Additional Feedback: The presented work has clear practical value, as it distills the simple and powerful techniques in SSL that deliver SOTA results. However, I find the novelty limited due to the fact these techniques were presented in earlier frameworks, and it is not clear how are they more complicated and difficult to manage.

Review 3

Summary and Contributions: They propose a new approach for semi-supervised learning (SSL) that gives the pseudo-label to a strongly-augmented image using the pseudo-label of weakly-augmented image. Despite the simplicity of their method, they achieve very strong results in SSL benchmark settings.

Strengths: 1. Their proposed method can be a good direction for semi-supervised learning. Although there are several SSL methods effectively using data augmentation such as mix-up, the proposed new approach seems to have different aspects from previous works. The FixMatch is a simple, yet effective SSL method. 2. Empirical evaluation is very carefully designed. The evaluation sufficiently shows the effectiveness of their approach. 3. Analysis on augmentation strategy and sharpening also provide good insights.

Weaknesses: 1. The method does not have good explanation on why guiding predictions for strongly-augmented images by weakly-augmented images works so well. Although this issue can be common with other works, it is good if they provide empirical or theoretically analysis on this point. 2. Is it always easy to define "weak" and "strong" augmentation? They defined two kinds of augmentation in a heuristic way. But, maybe for some datasets, their defined "weak" augmentation can be a "strong" augmentation? I cannot come up with a good example, but the way of data augmentation can be different from datasets to datasets.

Correctness: They are correct.

Clarity: The paper is very well written. It is very easy to follow.

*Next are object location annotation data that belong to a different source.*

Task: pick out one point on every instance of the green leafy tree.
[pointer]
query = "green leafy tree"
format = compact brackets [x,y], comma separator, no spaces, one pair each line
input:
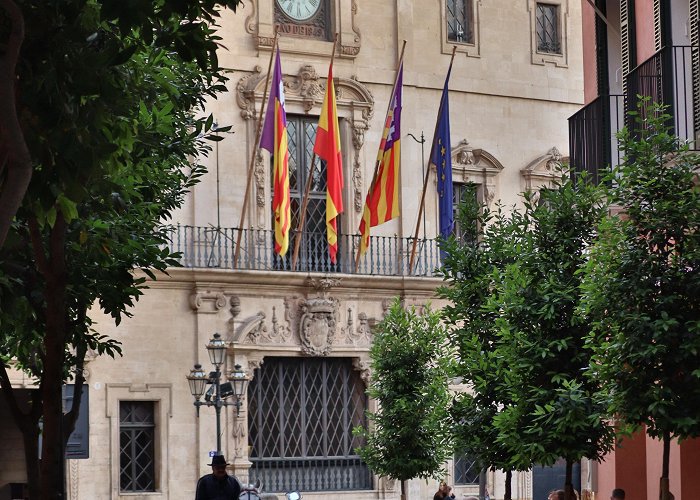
[489,241]
[108,99]
[411,363]
[555,412]
[642,287]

Relation to Prior Work: They provide clear distinction from other works including pre-print works. Their contribution is clearly stated.

Reproducibility: Yes

Additional Feedback:

Review 4

Summary and Contributions: This paper proposes a method called FixMatch for SSL. It simply treats predictions of weak augmented images as pseudo labels with argmax operation, and manages to minimize the loss between pseudo-label and predictions from strong augmented images. The method achieves promising results on several image recognition datasets.

Strengths: 1. The paper is well written and easy to follow. 2. The performances on several datasets are promising

Weaknesses: 1. The novelty of the proposed method is incremental. Both hard pseudo labels and consistency ideas are proposed in previous literatures. 2. Why does hard pseudo-labeling perform better than soft sharpening ? The soft-labels are widely used in image classification tasks (in Both supervised and SSL settings) to improve the model generalization capacity. When there are only a few labels, there is a high chance that predictions of unlabeled samples are incorrect. The wrong predictions may lead to more noise labels compared to soft labels. 3. The performance on CIFAR100 of the proposed method is inferior to ReMixMatch. The authors demonstrate that the model can achieve best performance with distribution alignment. Why does the result vary so heavily? Is this happening on ImageNet too? Is this related to the number of classes? Minor Comments 1. It would be better if the results on ImageNet are compared in a table.

Correctness: Yes/Yes

Clarity: Yes

Relation to Prior Work: Yes

Reproducibility: Yes

Additional Feedback: ***Rebuttal Response*** Thanks for the author's response. As all my concerns are addressed in the feedback, I will raise the score to accept the paper.